Lucid Dreaming Checklist
I. Step One - Remembering Your Dreams
Depending on your abilities, lucid dreaming can be a little bit of work. Although you want it to be as fun as possible, you also must be patient. Your first task is to make a habit of remembering your dreams. Every person dreams several times every night, but the average person remembers few if any dreams the next day. How many times has someone said something that triggered a memory of a dream that you had the night before and you awoke from determined to remember it in the morning. Forgetting your dreams is a normal process that occurs in the brain. The dream process is something like a cleaning crew that comes in at night and tidies things up, straightening the furniture and restocking the shelves. It leaves everything in your brain ready and refreshed for the next day. You awake in the morning unaware of all the processes that have gone on the night before. In the dream state, your brain has wrestled with your fears, worked on solving problems of relationships, attitudes, and self image. Remembering all of these things the next day would not only clutter your mind, but also make the dream processes less effective. In order to take more control over these processes, though, you will have to teach your mind to be more aware of them. In order to do this, you must lie still when you wake up in the morning. If you begin to move your muscles and participate in the world around you, even by listening to a song on your clock radio, the dream state and its memories will recede far away from you. A good habit, therefore, is to remember your dream and then as quickly as possible, write it down in a journal that you keep. You can do this by keeping a pencil and paper by your bed, or even a tape recorder. This practice will help you become more aware of your dreams.

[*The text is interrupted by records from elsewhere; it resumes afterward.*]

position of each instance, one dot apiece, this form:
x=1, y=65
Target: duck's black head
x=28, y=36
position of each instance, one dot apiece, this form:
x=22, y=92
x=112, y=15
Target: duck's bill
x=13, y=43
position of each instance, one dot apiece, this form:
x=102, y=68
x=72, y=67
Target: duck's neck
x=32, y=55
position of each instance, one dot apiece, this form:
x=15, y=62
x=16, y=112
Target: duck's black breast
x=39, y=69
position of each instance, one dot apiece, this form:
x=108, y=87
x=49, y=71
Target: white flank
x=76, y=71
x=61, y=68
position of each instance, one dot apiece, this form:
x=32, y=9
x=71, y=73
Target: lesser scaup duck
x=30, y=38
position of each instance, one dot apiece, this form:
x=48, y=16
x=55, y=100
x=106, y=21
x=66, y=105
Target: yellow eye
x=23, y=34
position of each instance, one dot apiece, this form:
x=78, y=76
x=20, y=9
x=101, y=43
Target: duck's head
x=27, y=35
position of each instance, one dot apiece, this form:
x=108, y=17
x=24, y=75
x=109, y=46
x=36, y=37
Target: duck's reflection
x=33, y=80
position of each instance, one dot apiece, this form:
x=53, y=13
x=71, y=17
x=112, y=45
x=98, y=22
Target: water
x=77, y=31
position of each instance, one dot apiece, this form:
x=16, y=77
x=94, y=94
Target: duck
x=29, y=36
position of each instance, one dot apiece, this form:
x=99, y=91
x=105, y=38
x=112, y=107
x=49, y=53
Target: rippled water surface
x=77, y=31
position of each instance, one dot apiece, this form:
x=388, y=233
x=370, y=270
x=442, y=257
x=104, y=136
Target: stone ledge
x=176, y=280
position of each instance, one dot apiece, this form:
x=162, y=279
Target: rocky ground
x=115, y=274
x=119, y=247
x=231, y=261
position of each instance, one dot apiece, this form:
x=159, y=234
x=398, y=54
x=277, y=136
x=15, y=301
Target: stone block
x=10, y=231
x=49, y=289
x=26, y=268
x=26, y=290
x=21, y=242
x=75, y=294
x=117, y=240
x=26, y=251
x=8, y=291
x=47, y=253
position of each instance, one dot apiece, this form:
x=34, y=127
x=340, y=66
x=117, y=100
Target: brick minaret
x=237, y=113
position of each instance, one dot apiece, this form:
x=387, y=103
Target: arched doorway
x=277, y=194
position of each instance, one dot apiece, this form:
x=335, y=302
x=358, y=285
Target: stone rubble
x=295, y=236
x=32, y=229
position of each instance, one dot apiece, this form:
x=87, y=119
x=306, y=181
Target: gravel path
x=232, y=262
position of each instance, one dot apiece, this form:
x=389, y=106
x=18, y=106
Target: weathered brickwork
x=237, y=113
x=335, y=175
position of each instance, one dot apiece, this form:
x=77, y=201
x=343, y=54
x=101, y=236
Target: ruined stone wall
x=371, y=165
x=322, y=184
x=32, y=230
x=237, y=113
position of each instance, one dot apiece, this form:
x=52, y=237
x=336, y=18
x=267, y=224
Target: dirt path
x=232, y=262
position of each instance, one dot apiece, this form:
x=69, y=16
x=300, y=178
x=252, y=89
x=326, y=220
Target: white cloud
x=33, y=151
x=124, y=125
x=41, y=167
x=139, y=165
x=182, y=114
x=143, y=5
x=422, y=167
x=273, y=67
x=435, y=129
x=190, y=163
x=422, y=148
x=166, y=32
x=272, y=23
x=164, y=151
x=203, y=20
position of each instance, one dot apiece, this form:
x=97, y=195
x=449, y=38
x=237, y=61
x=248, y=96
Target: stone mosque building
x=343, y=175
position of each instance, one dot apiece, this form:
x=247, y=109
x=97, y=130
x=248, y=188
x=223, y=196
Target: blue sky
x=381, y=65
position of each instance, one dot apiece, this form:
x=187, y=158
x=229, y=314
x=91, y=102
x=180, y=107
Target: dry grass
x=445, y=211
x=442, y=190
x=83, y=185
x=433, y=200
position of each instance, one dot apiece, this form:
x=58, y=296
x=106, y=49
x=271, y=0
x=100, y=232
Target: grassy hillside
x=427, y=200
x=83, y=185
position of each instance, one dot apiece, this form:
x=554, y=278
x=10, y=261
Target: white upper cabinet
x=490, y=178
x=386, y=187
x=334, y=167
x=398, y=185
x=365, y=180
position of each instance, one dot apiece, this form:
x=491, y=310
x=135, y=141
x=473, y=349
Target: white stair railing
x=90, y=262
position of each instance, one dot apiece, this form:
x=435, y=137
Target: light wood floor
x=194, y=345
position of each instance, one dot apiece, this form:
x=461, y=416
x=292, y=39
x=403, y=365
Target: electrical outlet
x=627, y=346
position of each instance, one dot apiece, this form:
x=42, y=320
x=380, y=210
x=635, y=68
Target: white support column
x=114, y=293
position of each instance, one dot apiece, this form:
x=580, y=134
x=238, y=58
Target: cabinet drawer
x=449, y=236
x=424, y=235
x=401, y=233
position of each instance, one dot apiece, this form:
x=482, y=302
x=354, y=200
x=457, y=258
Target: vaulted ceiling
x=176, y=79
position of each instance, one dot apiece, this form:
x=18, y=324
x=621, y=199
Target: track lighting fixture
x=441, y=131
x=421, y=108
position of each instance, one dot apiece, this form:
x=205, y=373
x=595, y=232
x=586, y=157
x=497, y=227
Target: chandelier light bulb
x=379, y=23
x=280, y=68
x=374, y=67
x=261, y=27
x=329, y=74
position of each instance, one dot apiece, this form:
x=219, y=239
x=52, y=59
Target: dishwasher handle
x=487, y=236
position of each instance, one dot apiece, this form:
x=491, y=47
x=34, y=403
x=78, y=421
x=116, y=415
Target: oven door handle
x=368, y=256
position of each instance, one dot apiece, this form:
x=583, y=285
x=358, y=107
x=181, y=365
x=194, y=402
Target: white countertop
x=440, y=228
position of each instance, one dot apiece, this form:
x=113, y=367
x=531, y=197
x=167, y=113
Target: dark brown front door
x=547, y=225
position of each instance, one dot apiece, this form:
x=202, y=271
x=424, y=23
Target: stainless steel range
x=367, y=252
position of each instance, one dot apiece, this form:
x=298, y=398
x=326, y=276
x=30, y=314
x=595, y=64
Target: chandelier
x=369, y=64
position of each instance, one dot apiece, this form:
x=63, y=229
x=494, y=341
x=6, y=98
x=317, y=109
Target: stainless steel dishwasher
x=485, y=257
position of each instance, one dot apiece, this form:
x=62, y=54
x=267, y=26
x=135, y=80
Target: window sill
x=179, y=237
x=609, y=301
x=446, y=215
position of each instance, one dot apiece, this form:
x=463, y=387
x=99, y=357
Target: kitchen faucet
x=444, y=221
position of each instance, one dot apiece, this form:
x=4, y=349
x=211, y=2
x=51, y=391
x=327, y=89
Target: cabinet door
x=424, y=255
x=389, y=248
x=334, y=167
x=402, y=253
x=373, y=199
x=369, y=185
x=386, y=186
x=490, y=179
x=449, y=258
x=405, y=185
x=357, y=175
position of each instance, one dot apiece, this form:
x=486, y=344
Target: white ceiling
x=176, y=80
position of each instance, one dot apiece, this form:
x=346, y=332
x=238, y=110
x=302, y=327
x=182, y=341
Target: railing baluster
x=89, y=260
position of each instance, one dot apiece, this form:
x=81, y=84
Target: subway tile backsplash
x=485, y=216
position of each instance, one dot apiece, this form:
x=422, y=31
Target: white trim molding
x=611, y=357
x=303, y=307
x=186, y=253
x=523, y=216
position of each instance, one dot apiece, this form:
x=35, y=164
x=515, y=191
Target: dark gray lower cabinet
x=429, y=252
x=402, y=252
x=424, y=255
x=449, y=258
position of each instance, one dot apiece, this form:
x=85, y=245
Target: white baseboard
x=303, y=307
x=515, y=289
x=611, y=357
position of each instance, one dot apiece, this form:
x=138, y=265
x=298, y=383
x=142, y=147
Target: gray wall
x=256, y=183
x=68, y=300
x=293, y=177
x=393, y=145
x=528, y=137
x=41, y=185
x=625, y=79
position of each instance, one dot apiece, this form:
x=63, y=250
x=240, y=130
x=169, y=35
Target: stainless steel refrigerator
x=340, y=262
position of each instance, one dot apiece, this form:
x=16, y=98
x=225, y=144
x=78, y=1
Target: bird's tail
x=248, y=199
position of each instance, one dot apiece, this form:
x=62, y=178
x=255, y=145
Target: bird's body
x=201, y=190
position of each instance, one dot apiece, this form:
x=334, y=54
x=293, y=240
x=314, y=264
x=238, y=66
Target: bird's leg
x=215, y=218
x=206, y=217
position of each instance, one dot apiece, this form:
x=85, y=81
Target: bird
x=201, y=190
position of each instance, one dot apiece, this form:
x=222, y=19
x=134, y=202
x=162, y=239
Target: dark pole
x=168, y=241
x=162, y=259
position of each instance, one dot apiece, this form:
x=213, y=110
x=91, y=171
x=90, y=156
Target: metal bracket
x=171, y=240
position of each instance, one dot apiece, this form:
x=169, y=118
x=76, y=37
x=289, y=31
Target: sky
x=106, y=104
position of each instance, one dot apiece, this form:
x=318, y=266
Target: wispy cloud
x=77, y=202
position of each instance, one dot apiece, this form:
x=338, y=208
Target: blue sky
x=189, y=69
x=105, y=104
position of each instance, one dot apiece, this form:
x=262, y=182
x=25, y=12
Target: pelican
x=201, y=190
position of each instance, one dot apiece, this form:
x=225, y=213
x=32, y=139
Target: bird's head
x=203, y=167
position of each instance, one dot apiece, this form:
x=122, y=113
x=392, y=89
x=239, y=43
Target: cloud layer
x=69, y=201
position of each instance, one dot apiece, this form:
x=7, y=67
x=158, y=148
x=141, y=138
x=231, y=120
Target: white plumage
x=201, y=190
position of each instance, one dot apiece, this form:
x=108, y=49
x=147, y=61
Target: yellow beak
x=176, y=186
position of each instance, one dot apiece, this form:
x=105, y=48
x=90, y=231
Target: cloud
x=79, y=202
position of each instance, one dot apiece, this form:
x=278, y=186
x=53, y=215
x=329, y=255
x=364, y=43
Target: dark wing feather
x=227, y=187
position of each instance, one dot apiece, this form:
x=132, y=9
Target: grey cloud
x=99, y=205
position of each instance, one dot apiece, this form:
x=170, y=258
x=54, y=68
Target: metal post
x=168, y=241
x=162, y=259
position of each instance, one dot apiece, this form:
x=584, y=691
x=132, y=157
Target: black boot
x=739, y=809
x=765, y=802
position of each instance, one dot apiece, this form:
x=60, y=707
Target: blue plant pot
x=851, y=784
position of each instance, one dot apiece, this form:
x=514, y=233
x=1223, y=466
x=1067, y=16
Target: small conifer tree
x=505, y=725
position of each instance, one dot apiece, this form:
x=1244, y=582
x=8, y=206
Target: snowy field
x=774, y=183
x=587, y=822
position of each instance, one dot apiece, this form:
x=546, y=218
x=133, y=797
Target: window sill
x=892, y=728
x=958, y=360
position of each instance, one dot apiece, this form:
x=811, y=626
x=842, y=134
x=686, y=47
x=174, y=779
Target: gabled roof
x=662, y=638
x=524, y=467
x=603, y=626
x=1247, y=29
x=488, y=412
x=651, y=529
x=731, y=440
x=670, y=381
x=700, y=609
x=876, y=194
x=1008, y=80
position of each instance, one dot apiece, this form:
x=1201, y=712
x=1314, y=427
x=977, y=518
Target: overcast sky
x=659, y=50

II. Step Two - Mentally Prepare Yourself
In order to get yourself ready for lucid dreaming, you must use some self-hypnosis. You want to implant the suggestion in your mind that you will be aware that you are dreaming. The process is similar to the times when you are afraid that you will oversleep and you tell yourself that you must awake earlier in the morning. Your brain responds by waking you up in the morning, some times with uncanny accuracy. in the same way, you must serve notice to your brain that you want to be lucid during your dreams. This will help set the stage for the desired effect. The best time for lucid dreaming, however, is in the morning. repeaating to yourself as you fall asleep that you want to remember your dreams will help you to remember your mission when you awake, if not during the dream. Our drerams occur during REM sleep. These REM periods occur in 90 minute cycles after about four hours of sleep. If you are really serious about trying to induce lucid dreaming, you can set your alarm, preferrably not a clock radio alarm, to go off during these times. When you awaken, you should try to remember the dream you were having and try to return to the dream, all the time saying to yourself that you will be aware this time that you are dreaming.
III. Make It a Practice

Because lucid dreaming is a process, you should expect to spend some time getting proficient at it. Admittedly, some people will naturally be better at it than others, but don't get discouraged. I am not able to have lucid dreams very often. Relax and enjoy the process.